Pushes to `main` on `LotusGuild/matrix` automatically deploy to the relevant LXC(s) via Gitea webhooks. All 4 LXCs are fully independent — each runs its own webhook listener and deploys only its own files. No cross-LXC SSH dependencies.
### How It Works
1. Push to `LotusGuild/matrix` on Gitea
2. Gitea fires webhooks to all 4 LXCs simultaneously (HMAC-SHA256 validated)
3. Each LXC runs `/usr/local/bin/matrix-deploy.sh` via the `webhook` binary
4. Script does `git fetch + reset --hard origin/main`, checks which files changed, deploys only relevant ones
5. Logs to `/var/log/matrix-deploy.log` on each LXC
### Per-LXC Webhook Endpoints
| LXC | Service | IP | Port | Deploys When Changed |
> LXC 151 uses port **9500** because ports 9000–9004 are occupied by Synapse and Hookshot.
### What Each Deploy Does
**LXC 151 — hookshot/livekit:**
-`hookshot/*.js` changed → runs `hookshot/deploy.sh` (pushes transform functions to Matrix room state via API, requires `MATRIX_TOKEN` in `/etc/matrix-deploy.env`)
-`systemd/livekit-server.service` changed → copies file, `daemon-reload`, sets `/run/livekit-restart-pending` flag (actual restart deferred — see Livekit Graceful Restart below)
**LXC 106 — cinny:**
-`cinny/config.json` → copies to `/var/www/html/config.json`
-`landing/index.html` → copies to `/var/www/matrix-landing/index.html`, `nginx -s reload`
**LXC 110 — draupnir:**
-`draupnir/production.yaml` → extracts live `accessToken` from existing config, overwrites from repo, restores token via `sed`, restarts `draupnir.service`
### Installed Components (per LXC)
-`webhook` binary (Debian package `webhook` v2.8.0) listening on respective port
-`/etc/webhook/hooks.json` — unique HMAC-SHA256 secret per LXC
-`/usr/local/bin/matrix-deploy.sh` — deploy script from this repo
-`/etc/systemd/system/webhook.service` — enabled and running
-`/opt/matrix-config/` — clone of this repo
-`/var/log/matrix-deploy.log` — deploy log
**LXC 151 additionally:**
-`/etc/matrix-deploy.env` — `MATRIX_TOKEN`, `MATRIX_SERVER`, `MATRIX_ROOM` (not in git)
Killing livekit-server while a call is active drops everyone. Instead:
1. Deploy to LXC 151 copies the new `livekit-server.service` and sets a `/run/livekit-restart-pending` flag
2.`livekit-graceful-restart.timer` runs every 5 minutes
3. The timer script counts established TCP connections on port 7881 (`ss -tn state established`)
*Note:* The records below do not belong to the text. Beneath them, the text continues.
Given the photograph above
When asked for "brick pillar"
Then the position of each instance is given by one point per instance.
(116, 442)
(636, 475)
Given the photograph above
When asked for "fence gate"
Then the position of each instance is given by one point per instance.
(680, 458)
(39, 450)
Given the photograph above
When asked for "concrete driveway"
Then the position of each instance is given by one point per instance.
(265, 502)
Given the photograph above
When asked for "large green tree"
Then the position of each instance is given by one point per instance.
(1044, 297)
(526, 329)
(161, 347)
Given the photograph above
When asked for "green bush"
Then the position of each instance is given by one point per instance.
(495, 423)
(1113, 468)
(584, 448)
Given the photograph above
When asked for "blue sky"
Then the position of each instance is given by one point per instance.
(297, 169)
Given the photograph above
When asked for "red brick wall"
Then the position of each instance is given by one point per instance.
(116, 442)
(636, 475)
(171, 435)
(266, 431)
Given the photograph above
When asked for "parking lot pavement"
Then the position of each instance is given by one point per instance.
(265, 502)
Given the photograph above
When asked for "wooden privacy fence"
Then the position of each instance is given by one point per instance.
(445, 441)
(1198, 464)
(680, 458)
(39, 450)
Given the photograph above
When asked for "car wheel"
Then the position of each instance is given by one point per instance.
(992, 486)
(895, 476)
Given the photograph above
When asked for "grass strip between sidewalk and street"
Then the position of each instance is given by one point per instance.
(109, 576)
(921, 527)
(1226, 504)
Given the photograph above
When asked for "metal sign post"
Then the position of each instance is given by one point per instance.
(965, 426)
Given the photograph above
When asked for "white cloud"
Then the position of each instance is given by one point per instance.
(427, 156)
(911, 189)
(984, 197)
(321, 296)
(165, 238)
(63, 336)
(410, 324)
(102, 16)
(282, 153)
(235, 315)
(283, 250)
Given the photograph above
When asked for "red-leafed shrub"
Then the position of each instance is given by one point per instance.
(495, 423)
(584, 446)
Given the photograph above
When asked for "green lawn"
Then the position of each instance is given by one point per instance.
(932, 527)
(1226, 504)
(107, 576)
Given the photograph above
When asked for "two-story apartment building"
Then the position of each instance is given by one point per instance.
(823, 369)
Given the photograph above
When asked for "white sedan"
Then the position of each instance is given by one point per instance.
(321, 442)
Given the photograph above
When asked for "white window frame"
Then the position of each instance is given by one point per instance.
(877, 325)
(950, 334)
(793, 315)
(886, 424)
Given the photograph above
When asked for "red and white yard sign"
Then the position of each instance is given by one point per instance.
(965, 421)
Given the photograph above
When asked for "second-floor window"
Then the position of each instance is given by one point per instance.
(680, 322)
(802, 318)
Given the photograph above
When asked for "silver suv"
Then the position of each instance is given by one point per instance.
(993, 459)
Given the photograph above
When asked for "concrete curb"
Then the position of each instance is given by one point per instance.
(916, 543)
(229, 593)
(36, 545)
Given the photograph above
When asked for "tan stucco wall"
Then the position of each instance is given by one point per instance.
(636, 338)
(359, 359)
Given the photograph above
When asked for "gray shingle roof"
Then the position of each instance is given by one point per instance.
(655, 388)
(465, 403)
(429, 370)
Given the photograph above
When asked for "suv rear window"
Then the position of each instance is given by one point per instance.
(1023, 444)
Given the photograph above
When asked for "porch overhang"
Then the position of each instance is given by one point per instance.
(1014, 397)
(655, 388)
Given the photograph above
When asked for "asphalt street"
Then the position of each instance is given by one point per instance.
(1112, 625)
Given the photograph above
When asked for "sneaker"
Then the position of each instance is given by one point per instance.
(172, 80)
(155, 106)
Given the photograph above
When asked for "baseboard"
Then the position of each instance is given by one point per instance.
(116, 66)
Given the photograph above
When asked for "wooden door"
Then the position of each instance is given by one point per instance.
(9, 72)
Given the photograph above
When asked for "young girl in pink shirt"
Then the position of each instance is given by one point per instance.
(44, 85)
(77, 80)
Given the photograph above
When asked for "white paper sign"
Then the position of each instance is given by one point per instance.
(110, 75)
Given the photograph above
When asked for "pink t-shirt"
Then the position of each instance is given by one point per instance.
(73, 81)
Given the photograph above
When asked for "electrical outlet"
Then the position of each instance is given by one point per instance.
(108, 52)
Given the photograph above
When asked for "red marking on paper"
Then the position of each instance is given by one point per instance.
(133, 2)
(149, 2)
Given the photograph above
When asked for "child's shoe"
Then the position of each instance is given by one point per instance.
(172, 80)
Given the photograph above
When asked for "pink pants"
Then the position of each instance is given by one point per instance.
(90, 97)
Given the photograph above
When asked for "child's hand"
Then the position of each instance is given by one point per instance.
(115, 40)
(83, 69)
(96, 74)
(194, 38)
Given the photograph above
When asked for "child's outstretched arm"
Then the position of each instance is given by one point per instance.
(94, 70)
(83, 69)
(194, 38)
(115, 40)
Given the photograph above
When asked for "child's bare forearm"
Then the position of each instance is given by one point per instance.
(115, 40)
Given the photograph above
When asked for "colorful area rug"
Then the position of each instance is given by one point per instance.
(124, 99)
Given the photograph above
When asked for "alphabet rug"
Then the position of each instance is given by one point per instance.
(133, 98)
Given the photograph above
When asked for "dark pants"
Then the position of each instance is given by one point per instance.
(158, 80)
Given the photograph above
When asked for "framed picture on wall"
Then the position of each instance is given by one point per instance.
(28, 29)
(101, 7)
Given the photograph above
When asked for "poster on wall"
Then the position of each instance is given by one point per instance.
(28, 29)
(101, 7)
4. If zero connections → restarts livekit-server and clears the flag
5. If connections exist → logs and exits, retries in 5 minutes
---
## Access Token Rotation
The `MATRIX_TOKEN` in `/etc/matrix-deploy.env` on LXC 151 is a Jared user token used to push hookshot transforms to Matrix room state (requires power level ≥ 50 in Spam and Stuff).
The token in `draupnir/production.yaml` in this repo is **intentionally redacted** (`accessToken: REDACTED`). The deploy script on LXC 110 extracts the live token from the running config before overwriting from the repo, then restores it.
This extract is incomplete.